The Langley City Council is rolling back the start of its meeting time by half an hour for the next six months.
During their meeting Tuesday night, council members discussed the pros and cons of convening the council at an earlier time. Since 2010, the council has been meeting at 5:30 p.m. on every first and third Monday of the month, or Tuesday when Monday is a holiday.
Councilmember Harolynne Bobis proposed starting the meetings at 5 p.m., citing concerns about lengthy meetings running late into the night and conflicting with her work schedule, which requires her to commute to Seattle in the early hours of the morning.
“I just think that 5-7 is a much more reasonable timeframe than 5:30-7:30, especially on those nights that we run over,” she said.
The mayor and most of the council members said they did not have a preference one way or another.
Councilmember Thomas Gill, however, argued against the proposal.
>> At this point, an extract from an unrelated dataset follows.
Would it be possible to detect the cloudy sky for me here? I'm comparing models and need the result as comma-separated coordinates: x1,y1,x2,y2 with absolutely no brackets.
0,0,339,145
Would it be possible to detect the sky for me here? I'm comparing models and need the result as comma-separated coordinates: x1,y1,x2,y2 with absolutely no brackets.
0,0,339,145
The half hour between 5 and 5:30 p.m., he said, allows city staff, business owners and other working members of the public some time to get home and have a meal or snack before the meeting begins.
“I totally understand,” he said to Bobis. “I’m still partial to having that extra half hour buffer for the community, at the very least.”
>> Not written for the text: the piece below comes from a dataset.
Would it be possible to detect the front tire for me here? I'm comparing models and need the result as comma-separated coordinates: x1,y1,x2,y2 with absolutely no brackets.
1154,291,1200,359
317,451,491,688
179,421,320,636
Finance Director Monica Felici said she and Darlene Baldwin, the assistant city clerk, currently stay in city hall past 5 p.m. and work up until the start of the council meetings. Baldwin said she preferred that the council start at 5:30 p.m. since she closes up city hall at 5 p.m. and is often finishing up matters with last-minute visitors.
Director of Community Planning Meredith Penny and Public Works Director Randi Perry said they did not have a preference, being both salaried and having flexible hours.
The council opened the issue up to public comment on the matter.
Loretta Martin, the former executive director of the Langley Chamber of Commerce, said meeting at 5 p.m. could be problematic for business owners and people who work, either within or outside of Langley, to make it to the meetings in time.
She suggested that the council should make the change in start time on a temporary basis, and evaluate the issue once again when the council begins meeting in-person again.
Bobis said she was amenable to a trial period. Councilmember Rhonda Salerno suggested trying it out for six months, until the council’s second meeting in August.
Gill said that feedback from the community, in the meantime, can be used as a “good bellwether” to tell whether or not the earlier meeting time is a success.
The council voted 3-1 in favor of the proposal, with Gill voting against and Councilmember Craig Cyr abstaining from the vote.